Lightwall by Liliana Ursu, Trans. Sean Cotter
Sean Cotter, in his introduction to this translation, suggests, via Lydia Liu, that English serves as “host” to its Romanian “guest.” What we find here, then, is the best kind of host: one that is attentive, yet not too doting. In other words, we find translations that allow the guest to adapt itself to the new environment in English. This adaptation sometimes means severe alterations, or, more accurately, reductions that result in poems that are shorter in English than in Romanian. The blank pages that sometimes face the original, then, serve as a visual reminder that translation is not an exercise in literal reproduction. In his discussion regarding these blank pages, Cotter suggests that he was avoiding the “strategically vague, awkward, or misleading line.” Those readers, like myself, who cannot read the Romanian, might wonder what was excised; however, the advantage of such an approach is a collection that offers poems with individual thrust, energy, and clarity. And the collection, overall, works to bring resonances between poems into illuminating focus, so much so that as we read, we become immersed in Liliana Ursu’s world, as it becomes ripe with “the dizzying scent of lindens,” “cherry trees,” and “wild strawberries from the Isle of Patmos.” Entering Cotter’s translations of Ursu’s world—as she travels from Romania to Pennsylvania—moreover, makes us feel as if the world is both specific and expansive, that the familiar always resides near the unfamiliar, that the real intersects with the fantastical and mythical, that it is caught between the gripping present and the stretch of longing. In the poem “My Oar,” “Ovid starts whispering, ‘Lend me your oar, please/ All I want is to go home,’” and with this translation Cotter offers Ursu—and us—an oar, while reminding us that the work of translation must provide a new map, a new idea of home.
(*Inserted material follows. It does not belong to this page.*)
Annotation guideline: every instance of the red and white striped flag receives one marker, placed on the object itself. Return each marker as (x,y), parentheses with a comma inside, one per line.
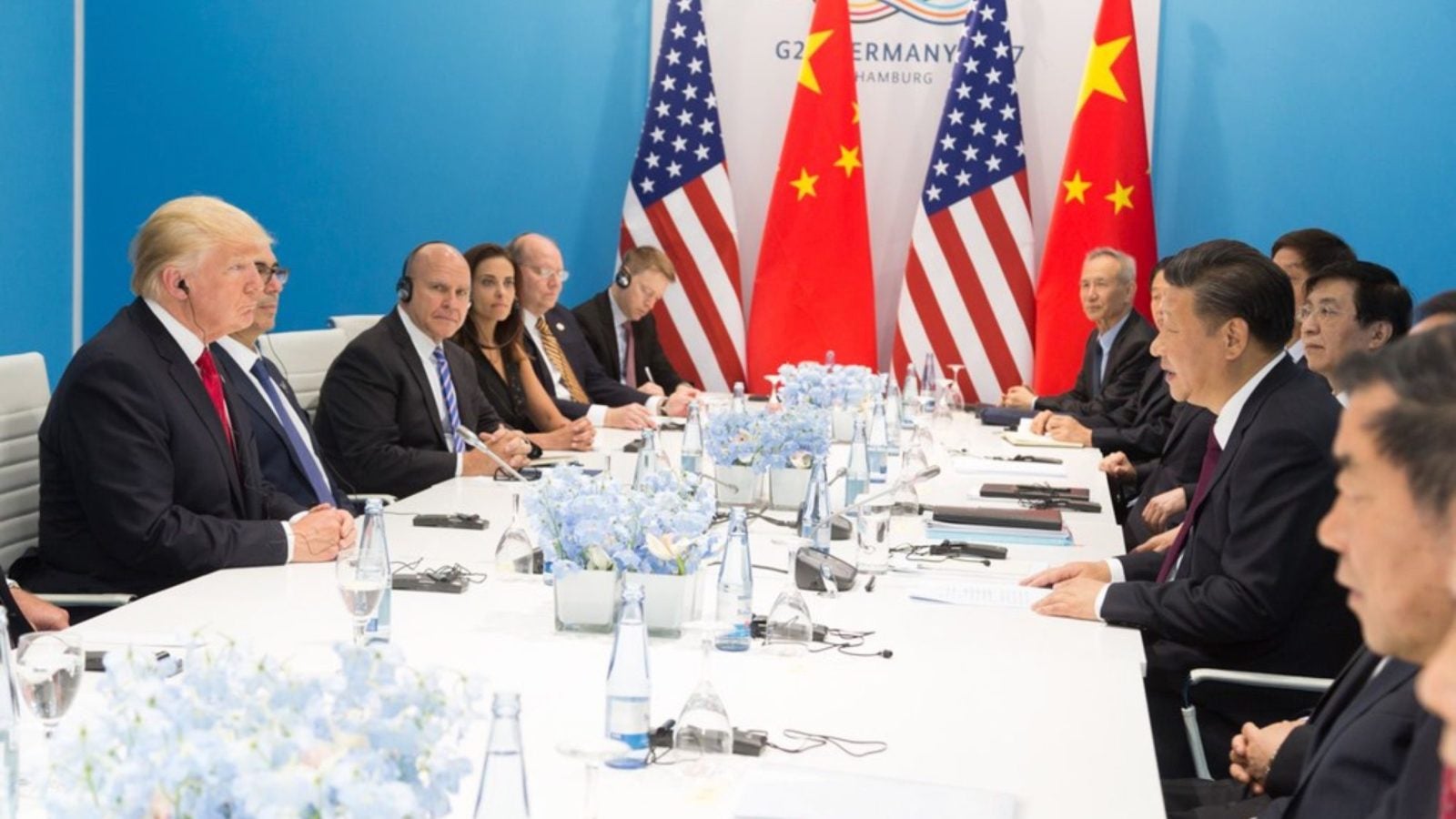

Ashes in Love by Oscar Hahn, Trans. James Hoggard
Like Ursu, Oscar Hahn travels between two worlds—the poet’s country of origin, Chile, and his academic life in the U.S.—and as such, considers the divergent histories that shape the poet’s worldview. The two collections contained in this book negotiate these spaces by contemplating the quotidian, literary, political, personal, and philosophical concerns of the poems’ speakers. In doing so, they move effortlessly between free verse and traditional forms, and between sex and death, Kurt Cobain and St. John of the Cross. Touching upon this, James Hoggard writes in his introduction, “As dramatic as that display of versatility is, Hahn’s ability to unify the voices in both approaches is even more impressive.” It is this voice—casual yet meticulous, at once personal and restrained—that is the constant in this book, and James Hoggard’s translation skillfully delivers it to his readers in English. We become intimate with Hahn, even as he pulls us from one subject to the next, even as he embodies Rimbaud, and reveals, as if speaking of his own exile, “I return to my country after 16 years away/ I look like a skeleton and people are scared of me.” In this same poem, “Notes in Rimbaud’s Diary,” Hahn, as translated by Hoggard, writes, “I’m alive you’re the dead one/ You’ll put the paper boat in that puddle of water/ and you’ll arrive where you’ve never arrived before.” Hahn’s paper boat joins Ursu’s oar in providing us a metaphor for these steady and confident translations: with them, Hoggard hands us a paper boat, and as we sail through a thematic and formal archipelago, we sense a capable navigator at the helm.